You’re listening English as a Second Language Podcast episode 116. I’m your host, Dr. Jeff McQuillan, coming to you from the Center for Educational Development in beautiful Los Angeles, California.

The topic of today’s podcast is going to be travelling, and specifically, travelling for the holidays. Let’s go!

[start of story]

It's hard to avoid traveling over the holidays, but the experience I had last week really takes the cake.

I flew back to Tucson, Arizona to be with my wife's family, as we do every Christmas. I got to the airport an hour and a half before my flight, which I thought would be plenty of time. When I got there, though, I saw that the security line was out the door. Because it was the holidays, people were traveling with a lot of extra packages. It took twice as long as it normally would to get to the front of the line. When I finally got to the gate, I found out that my flight had been oversold. The gate agent was looking for people to voluntarily give up their seats for a later flight in exchange for a $100 travel voucher. If she didn't get enough volunteers, she would have to bump people from the flight. Luckily, several people took her up on the offer and the rest of us boarded.
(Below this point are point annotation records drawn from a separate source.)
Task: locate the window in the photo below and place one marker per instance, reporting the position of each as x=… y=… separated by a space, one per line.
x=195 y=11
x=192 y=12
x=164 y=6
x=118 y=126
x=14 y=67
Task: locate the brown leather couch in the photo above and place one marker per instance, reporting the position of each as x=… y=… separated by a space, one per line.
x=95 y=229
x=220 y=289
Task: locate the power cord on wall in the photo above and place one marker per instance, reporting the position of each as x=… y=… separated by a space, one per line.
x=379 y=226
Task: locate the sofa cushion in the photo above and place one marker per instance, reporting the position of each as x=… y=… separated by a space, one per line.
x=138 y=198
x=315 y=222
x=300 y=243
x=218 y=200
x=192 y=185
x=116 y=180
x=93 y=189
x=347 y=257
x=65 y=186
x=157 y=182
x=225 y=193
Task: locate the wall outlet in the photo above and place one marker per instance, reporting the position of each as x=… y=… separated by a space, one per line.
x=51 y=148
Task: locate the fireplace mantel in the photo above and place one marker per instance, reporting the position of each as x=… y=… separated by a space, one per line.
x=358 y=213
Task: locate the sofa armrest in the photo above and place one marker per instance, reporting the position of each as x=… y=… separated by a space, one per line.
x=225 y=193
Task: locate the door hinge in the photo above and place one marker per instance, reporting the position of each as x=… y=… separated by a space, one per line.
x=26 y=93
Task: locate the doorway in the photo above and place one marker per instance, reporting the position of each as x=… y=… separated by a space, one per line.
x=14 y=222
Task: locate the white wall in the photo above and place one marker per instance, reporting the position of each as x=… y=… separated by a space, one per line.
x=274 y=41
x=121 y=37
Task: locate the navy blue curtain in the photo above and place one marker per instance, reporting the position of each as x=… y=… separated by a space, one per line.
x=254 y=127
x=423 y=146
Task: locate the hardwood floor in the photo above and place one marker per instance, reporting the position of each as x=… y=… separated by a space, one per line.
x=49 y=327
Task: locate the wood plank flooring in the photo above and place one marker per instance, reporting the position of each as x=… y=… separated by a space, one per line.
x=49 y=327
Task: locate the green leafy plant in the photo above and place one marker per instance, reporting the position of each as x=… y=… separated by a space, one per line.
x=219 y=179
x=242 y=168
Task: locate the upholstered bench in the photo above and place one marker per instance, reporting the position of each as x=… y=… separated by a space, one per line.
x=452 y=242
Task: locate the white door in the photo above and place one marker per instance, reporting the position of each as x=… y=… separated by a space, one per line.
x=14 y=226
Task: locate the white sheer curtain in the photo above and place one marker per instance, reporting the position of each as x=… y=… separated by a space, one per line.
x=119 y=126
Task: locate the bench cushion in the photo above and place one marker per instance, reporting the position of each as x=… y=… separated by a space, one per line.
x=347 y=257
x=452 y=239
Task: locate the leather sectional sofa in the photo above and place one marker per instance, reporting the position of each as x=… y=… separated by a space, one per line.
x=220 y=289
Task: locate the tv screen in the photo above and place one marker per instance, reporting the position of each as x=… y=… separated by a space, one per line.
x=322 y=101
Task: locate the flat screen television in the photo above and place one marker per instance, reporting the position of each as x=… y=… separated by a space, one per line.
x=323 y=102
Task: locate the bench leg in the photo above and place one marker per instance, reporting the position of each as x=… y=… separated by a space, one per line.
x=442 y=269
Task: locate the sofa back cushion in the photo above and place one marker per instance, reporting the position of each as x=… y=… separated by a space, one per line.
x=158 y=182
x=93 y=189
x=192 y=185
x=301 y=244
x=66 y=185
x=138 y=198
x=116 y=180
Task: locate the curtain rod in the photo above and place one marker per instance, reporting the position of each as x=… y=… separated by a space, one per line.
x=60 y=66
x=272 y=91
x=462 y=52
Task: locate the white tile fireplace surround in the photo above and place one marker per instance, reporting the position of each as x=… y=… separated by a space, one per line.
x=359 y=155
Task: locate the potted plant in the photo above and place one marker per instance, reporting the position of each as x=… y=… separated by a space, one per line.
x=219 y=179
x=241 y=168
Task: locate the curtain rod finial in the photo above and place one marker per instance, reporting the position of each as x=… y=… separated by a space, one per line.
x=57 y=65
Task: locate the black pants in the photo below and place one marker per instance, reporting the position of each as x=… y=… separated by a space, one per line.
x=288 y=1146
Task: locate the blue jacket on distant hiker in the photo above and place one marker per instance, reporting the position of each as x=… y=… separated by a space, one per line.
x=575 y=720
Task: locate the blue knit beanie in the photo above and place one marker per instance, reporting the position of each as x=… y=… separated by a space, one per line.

What a hassle! I love the holidays, but I don't love holiday travel.

[end of story]

We’re talking today about travelling, and specifically, about flying in an airplane. The title of our podcast is “Holiday Travel.” “Holiday” (holiday) means something different in the United States than in Great Britain. In American English, a “holiday” is usually an official day that the government says you don’t have to work. So, that would be a day like Independence Day, the 4th of July, or Christmas, or New Year’s Day – these are all official holidays. In Great Britain, a “holiday” is a vacation – what we would call in the United States, a “vacation” – where you go away somewhere with your family for two weeks. Now, you can take a vacation in addition to your holiday, but in the United States, “holiday” doesn’t mean a vacation necessarily. It just means a day that you don’t have to work. Now, in December we have the Christmas holiday. There are some who celebrate Hanukkah in the Jewish calendar and there are, of course, New Year’s Day celebrations. So, the “holidays” – when someone uses that plural, at least in the United States, they mean the Christmas, Hanukkah, New Years – that whole time is called the holidays. In fact, some people even include Thanksgiving, Thanksgiving Day, at the end of November as the beginning of the holidays.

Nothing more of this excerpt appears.